The textbook definitions of sorrow she had learned by heart where all contradicted .

Suman was not depressed or graving over her loss . What she could see was a person who accepted her past and moved out of it , or was still trying .

" What kind of person won't love you ?" Came out her agressive question , before She could stop it . Suman laughed at the anger she was directing at someone she never met .

"I'm lovable ain't I ?"

"Damn you are" she declared . " You know what you shouldn't be like that .. what kind of person you are"

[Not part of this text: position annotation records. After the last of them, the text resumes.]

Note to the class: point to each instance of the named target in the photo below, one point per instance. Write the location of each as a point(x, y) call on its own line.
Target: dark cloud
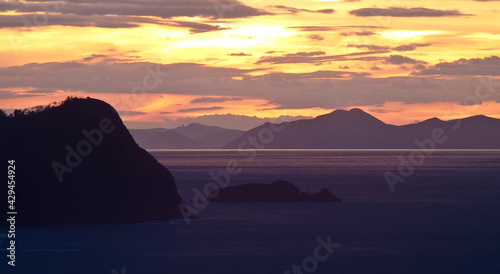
point(102, 21)
point(12, 95)
point(411, 47)
point(406, 12)
point(240, 54)
point(293, 10)
point(316, 37)
point(289, 59)
point(131, 113)
point(358, 33)
point(302, 53)
point(399, 60)
point(156, 8)
point(199, 109)
point(123, 14)
point(474, 66)
point(369, 47)
point(322, 89)
point(314, 28)
point(214, 100)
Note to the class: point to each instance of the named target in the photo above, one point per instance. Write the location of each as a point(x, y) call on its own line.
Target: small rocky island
point(278, 191)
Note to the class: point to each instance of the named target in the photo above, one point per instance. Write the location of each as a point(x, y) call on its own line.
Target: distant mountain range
point(356, 129)
point(191, 136)
point(340, 129)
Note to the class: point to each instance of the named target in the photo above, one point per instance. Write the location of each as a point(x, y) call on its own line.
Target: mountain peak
point(354, 116)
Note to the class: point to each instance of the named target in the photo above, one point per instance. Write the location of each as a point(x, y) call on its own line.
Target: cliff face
point(78, 164)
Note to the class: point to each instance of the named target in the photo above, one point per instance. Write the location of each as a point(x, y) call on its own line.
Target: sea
point(441, 215)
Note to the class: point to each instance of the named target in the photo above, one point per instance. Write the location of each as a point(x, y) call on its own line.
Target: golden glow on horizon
point(243, 43)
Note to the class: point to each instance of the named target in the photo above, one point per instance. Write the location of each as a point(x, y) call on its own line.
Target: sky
point(238, 64)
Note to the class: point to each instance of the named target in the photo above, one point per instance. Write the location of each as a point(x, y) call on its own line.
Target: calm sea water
point(445, 218)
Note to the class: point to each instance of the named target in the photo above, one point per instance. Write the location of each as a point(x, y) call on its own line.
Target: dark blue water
point(445, 218)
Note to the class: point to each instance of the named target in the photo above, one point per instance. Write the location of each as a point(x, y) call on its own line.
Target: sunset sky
point(237, 64)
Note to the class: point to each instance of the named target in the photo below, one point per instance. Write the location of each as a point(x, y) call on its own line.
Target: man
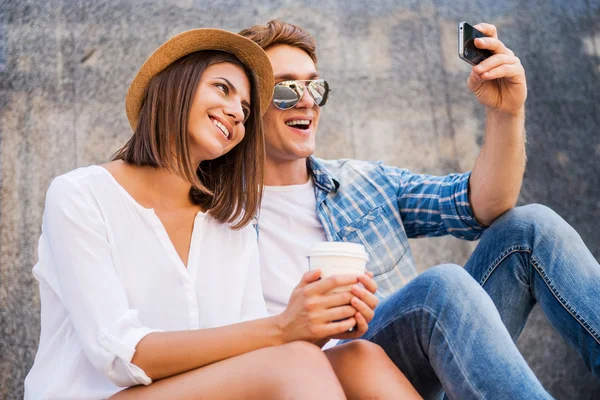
point(435, 327)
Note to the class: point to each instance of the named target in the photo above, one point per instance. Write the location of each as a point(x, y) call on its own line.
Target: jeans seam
point(541, 270)
point(437, 324)
point(502, 257)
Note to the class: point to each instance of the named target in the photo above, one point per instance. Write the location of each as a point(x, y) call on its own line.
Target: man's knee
point(451, 286)
point(534, 217)
point(364, 350)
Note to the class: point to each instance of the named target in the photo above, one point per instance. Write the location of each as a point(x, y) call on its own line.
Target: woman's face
point(219, 110)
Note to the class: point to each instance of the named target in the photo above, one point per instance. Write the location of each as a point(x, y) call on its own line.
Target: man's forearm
point(498, 172)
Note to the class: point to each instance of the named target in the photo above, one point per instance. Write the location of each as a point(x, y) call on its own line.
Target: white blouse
point(109, 275)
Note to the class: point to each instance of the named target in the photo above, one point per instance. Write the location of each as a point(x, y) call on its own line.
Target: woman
point(148, 265)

" the one who stays . Who hears but ignores . The one who won't make you run after. All the bad combination altogether ." Wasn't she ? " But when I was with shravan , i automatically become childish and demanding . To boost all , he would bend for me . He made me feel loved , needed and visible . He used to shout for me for every other thing . The once organised man suddenly become disorganised around me . I loved helping him with cuffs and ties . He never disagreed with my choice of colour for his shirt or socks . This might sound wierd , that I liked doing things like that . But that's what love makes you do .

He owned me And I let him. "

Suman smiled affectionately at Huma's thoughtful face ....

" And what if you are wrong Suman? What if he actually loves you for real  , and you didn't realise it ? "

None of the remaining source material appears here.